宋琰不在意道:“既杀不得她,那找个其他的孩子替代?十几里外似乎就有个私塾。”
这人真的每一句话都踩在她的杀心上。
想全身而退?没门。
“我会向暗影堂述说,雇主临时取消任务星牌,为表损失,自愿献上万贯钱财,以弥补其占用的资源。”辛珞声音淬冰,“这钱,公子自行与暗影堂交涉吧。”
“什么?”宋琰怀疑耳朵出了问题。
“哦对了,不仅如此,按照规矩,你还需向接任务的杀手额外付费,与原先相比,只多不少。这个,只给公子三日时间。”辛珞比了个“三”的手势。
短短片刻,情形就变了。
宋琰气笑了:“你莫不是在逗我?”
“公子慎言,此话有损威严。”辛珞扫视他全身,“看公子珠光宝气的,想必多少身外之物都不足挂齿,还是……交易作废?那我可要做好准备了。”
辛珞按上弱水剑,似乎在等交易破裂,他下令动手,那她自当奉陪。
空气又陷入凝滞,那些隐藏的箭尖不知何时又冒出来对准她。
宋琰看着她,思衬半许。永夜宫规则一向严明,作为江湖中数一数二的大组织,有多少人做梦都想和它扯上关系,都想请他们做事,而暗影堂的星牌任务区更是抢破了头都挤不进去的黄金位置。
据说只要挂上了永夜宫暗影堂的任务榜,就不愁你想杀的人死不了,想保的货会出幺蛾子。若不是因为他是……还真不一定能在里面挂上任务,这一切,都是为了辛珞。
但暗影堂这边,擅自毁约可是个大麻烦,必须要拿出诚意平息永夜宫的怒火,搞不好他自己就成了下一个必杀对象,不过这一点不可能,料想他们也不敢。
宋琰微感放心,有了几分划算之意。
要请江湖最厉害的刺客出手,做些牺牲是必然的,而且就算想反悔,他带来的这帮人真不一定是这个女人的对手。既是如此,且顺她一次又如何?
宋琰安抚道:“姑娘何至于此?交易已成,哪有作废的道理?损失在下自当一律承担,姑娘的酬劳也不会少,放心吧。”
果然还是个蠢货。
辛珞轻轻一笑:“那……交易愉快。”
才怪,三个月,足够本姑娘设计怎么弄死你了。
尘埃落定后,她安全出了游蓑园。
*
明安南城,繁华大街。
浮云楼依然是最耀眼的存在,亦是整个县的招牌。
辛珞刚进来,小二就迎了上来,看到她还愣了愣,随后笑道:“姑娘,是您啊!十几日不见,您看上去更加容光焕发了呢!只是怎么没见与您同行的那位贵公子?”

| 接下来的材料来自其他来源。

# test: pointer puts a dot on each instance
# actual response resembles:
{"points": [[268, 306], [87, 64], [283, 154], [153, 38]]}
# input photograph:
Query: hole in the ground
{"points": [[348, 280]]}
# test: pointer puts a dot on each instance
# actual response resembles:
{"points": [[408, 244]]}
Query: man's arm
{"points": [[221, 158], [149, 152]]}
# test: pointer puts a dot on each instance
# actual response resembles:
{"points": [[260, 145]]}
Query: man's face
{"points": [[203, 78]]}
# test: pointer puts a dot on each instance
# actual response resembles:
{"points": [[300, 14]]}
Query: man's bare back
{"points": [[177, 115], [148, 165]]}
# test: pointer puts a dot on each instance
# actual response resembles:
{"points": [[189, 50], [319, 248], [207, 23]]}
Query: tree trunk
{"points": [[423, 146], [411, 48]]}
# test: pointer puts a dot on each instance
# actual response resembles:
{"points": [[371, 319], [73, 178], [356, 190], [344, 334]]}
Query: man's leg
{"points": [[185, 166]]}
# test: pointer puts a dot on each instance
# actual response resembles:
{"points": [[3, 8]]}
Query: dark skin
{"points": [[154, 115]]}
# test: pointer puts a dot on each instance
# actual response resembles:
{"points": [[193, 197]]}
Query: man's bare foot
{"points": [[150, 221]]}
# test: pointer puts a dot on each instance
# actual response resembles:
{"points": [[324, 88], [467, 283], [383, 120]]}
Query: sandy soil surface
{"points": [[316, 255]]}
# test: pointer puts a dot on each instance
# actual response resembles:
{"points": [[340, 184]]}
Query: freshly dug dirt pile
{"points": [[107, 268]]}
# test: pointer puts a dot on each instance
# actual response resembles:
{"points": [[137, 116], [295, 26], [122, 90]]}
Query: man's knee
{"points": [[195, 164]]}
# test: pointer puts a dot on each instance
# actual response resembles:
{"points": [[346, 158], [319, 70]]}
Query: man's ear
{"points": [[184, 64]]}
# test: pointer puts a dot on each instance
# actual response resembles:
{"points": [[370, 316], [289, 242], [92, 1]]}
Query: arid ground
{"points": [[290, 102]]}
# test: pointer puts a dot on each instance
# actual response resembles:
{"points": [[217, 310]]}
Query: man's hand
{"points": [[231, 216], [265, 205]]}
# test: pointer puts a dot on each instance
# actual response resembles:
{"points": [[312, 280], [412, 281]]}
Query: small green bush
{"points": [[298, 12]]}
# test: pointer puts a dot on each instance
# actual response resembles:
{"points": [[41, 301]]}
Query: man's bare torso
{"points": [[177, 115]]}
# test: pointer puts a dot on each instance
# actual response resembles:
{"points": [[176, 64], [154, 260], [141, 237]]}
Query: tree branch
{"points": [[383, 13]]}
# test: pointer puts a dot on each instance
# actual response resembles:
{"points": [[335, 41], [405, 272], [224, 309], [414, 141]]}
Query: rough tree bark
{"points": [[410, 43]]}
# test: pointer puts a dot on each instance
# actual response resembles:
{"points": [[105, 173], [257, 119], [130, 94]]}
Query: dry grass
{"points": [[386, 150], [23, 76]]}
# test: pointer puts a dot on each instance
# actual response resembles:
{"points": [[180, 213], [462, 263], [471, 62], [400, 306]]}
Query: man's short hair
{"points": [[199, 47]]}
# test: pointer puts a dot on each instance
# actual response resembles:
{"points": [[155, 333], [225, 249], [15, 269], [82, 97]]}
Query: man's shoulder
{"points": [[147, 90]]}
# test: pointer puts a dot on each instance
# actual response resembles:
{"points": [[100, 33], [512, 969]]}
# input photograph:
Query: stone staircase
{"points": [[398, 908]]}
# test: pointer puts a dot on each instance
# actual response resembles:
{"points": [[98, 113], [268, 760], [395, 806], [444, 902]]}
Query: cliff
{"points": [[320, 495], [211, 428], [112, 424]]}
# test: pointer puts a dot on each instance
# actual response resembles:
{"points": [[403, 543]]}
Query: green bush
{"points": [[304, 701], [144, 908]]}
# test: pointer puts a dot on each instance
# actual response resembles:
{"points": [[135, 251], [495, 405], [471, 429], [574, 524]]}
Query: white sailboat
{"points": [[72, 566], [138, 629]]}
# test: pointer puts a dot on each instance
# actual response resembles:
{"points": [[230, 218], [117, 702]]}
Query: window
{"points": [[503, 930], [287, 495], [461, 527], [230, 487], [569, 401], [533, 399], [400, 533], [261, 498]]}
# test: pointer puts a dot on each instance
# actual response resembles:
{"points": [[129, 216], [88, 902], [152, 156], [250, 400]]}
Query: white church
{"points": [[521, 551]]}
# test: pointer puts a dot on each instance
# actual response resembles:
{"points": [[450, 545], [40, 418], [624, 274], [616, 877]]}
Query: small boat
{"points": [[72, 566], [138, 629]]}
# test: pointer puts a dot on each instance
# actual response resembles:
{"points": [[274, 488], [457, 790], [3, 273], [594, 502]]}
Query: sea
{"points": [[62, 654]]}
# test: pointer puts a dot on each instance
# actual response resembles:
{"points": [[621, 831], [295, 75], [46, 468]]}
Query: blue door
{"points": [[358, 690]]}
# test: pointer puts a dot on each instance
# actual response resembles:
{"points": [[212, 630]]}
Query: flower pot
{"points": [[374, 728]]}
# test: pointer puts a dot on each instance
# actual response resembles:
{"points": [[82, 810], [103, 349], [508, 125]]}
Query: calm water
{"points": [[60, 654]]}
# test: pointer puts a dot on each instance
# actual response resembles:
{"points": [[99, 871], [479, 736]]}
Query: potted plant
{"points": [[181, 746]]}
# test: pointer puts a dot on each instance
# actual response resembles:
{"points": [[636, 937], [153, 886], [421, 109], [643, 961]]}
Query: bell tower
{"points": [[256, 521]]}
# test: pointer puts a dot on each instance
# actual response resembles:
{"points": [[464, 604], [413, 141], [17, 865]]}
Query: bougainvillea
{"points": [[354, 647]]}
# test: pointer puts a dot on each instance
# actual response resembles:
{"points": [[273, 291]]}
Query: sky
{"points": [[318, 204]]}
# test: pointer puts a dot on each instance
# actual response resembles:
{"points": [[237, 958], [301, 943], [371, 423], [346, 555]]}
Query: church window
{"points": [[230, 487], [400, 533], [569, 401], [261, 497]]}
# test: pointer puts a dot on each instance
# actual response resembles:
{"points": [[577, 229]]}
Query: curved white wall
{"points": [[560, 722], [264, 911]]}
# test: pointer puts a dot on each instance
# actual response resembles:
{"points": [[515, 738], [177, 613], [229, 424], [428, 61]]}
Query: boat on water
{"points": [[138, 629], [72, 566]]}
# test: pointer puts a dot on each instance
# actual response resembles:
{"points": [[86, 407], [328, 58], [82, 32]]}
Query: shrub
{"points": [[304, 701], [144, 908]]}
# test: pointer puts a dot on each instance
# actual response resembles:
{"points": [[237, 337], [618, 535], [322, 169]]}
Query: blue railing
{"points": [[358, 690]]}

辛珞边找地方坐,这小二就凑在她身边叽叽喳喳,提到贵公子时,她一顿,很快就反应过来。
阴魂不散。
她落座,道:“你去忙吧,不用管我。”
“好嘞!那您如果要吃点什么喝点什么随时吩咐,对了,咱们楼里最近从京城来了个弹箜篌的姑娘,叫连枝,手艺那可一绝,恰好等会她就要上台奏曲,您来得可真是时候!”
弹箜篌的姑娘?那可真是巧了。
说完后,小二正要转身。
“等等,来一壶茶吧,就……上次那种。”关键时刻,辛珞说道。
“蒲花茶?”小二笑道。
“嗯。”
她记得上回那人为她斟的茶很好喝。
在等茶水上来的空隙,她听着周围的八卦声,姿态闲适。
端坐不过片刻,门口进来两人,往里面一看正好就望到坐在角落的红衣女子。
二人压低了帽檐朝她走来。
“影大人。”他们开口道。
辛珞随意一瞥,淡道:“坐吧。”
两人落座,摘下帽子时,熟悉的面庞露出,赫然是当日在机关楼的人,后来被辛珞在闻人咎面前保下。
这二人一个叫姜写泉,一个叫齐颉。
“可知我为何留了你们二人的性命?”辛珞道。
两人对视一眼,齐颉年纪小些,试探道:“因为我们没有对您表现出很大的憎意?并且出来之时我还专门停下来等您。”
他就是当时在张昂掷暗器偷袭时高呼出声的那人,后来被连累受了紫惑故意触发的机关箭阵,勾刺如今都还在他的腿里面,是以走过来的时候一瘸一拐。
听到齐颉这么说,姜写泉脸上写满了不解,对辛珞道:“我并未为你做过什么,甚至当时我们被抓住时,我也曾后悔信了你。”
听他这么坦诚,辛珞没什么表情,但一双眼格外犀利:“我保你们,就是因为我救过你们,换言之,我在赌,赌你们能有点良心。”
两人说不出话。
“很不可思议对吧?”辛珞道,“我也觉得,可没办法,我在永夜宫举步维艰,身边一个能用的人都没有,若非如此,我也不会想废物利用。”
她救他们出来,怎么可能只是滥发善心?自然是要为她所用的。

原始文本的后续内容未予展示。